Josh-XT / AGiXT

AGiXT is a dynamic AI Agent Automation Platform that seamlessly orchestrates instruction management and complex task execution across diverse AI providers. Combining adaptive memory, smart features, and a versatile plugin system, AGiXT delivers efficient and comprehensive AI solutions.
https://AGiXT.com
MIT License
2.6k stars 346 forks source link

Improve File Uploads, Vision Always On #1210

Closed Josh-XT closed 2 months ago

Josh-XT commented 2 months ago

Improve File Uploads to Memory

Some file types were identified as needing improvement when chunking into memory while testing. As result, we have several improvements.
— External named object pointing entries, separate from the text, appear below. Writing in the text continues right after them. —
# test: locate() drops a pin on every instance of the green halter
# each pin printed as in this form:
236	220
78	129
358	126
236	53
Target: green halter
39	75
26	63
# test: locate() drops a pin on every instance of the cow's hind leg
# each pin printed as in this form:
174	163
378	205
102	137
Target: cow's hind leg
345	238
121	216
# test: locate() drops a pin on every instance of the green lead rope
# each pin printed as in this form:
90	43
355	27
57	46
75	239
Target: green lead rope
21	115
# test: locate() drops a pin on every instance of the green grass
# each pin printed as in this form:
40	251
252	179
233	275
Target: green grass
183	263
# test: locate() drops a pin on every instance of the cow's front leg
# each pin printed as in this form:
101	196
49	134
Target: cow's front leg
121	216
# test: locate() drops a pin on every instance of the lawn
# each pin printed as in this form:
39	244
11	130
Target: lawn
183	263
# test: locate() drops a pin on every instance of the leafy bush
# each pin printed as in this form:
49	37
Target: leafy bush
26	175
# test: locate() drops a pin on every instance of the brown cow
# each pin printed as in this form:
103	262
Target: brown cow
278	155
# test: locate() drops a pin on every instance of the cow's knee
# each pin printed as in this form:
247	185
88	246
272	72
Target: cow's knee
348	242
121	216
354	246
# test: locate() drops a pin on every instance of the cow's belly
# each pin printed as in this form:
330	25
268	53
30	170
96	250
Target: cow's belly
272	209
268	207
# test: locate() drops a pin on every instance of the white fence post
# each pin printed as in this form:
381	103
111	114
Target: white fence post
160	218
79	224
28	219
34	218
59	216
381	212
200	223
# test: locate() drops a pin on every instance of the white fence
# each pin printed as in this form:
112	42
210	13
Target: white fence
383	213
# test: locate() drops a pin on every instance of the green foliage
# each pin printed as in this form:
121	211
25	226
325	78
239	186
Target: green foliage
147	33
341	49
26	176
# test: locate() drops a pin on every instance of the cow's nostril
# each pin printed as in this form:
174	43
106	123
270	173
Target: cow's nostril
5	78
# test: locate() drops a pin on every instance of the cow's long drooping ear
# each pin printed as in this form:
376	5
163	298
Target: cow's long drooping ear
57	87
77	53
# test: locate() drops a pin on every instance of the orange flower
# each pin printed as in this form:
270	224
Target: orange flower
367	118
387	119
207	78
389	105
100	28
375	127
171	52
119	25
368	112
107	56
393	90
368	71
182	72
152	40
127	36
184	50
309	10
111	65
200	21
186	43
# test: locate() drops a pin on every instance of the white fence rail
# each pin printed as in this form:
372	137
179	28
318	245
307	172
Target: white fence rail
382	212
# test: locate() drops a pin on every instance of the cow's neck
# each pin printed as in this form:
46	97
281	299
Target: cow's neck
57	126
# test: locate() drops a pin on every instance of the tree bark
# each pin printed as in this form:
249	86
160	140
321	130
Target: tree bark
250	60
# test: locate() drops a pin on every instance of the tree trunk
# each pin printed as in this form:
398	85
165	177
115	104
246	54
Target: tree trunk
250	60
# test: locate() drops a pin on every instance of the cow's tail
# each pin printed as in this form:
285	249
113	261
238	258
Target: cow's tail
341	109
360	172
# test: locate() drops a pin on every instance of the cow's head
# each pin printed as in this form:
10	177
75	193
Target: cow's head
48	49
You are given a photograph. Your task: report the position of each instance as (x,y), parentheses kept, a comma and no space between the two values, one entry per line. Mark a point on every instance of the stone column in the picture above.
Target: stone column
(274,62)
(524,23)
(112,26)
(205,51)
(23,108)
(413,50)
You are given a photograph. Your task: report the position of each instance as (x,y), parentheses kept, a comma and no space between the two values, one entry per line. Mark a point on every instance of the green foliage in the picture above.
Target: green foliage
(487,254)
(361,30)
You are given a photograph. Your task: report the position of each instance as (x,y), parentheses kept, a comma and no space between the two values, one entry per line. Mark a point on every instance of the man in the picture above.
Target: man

Add PowerPoint (PPT/PPTX) upload support

When PowerPoints are uploaded, they will be converted to PDF and handled as PDFs are handled.

Improve PDF uploads

When a PDF file is uploaded, we typically grab the text from it using pdfplumber and chunk the information into memory, which has great results. In addition to that strategy, if a vision_provider is selected for the agent, it will also break the PDF up into images per page for the vision model to answer questions about, and any questions answered about images will be retained in conversational memory.

Improve XLS/XLSX uploads

Uploading XLS/XLSX previously would upload the first sheet to memory, it will now iterate over each sheet, convert it to CSV, and then handle each sheet as CSVs are handled.

Improve CSV uploads

When uploading a CSV or XLS/XLSX file, it will now turn each item into json and add that information to memory to create a new memory per item with reference to where it came from and when. This will greatly improve data analysis, which has also been improved with this update. If a spreadsheet is uploaded at the chat completions endpoint, it will autonomously do data analysis based on user input and output results of executed code for things like graphs from the data.

Vision Always On

With PDFs also splitting into images, it makes sense for context to keep vision on when necessary rather than only when the image is uploaded initially. If you upload an image in a conversation and have a vision_provider defined for your agent, it will send your input to the vision model + the image, get a description, add that to memories for the conversation to be injected by context from the user's input. If relevant enough to the conversational memories, it will use the vision model with each interaction with the image in context essentially now.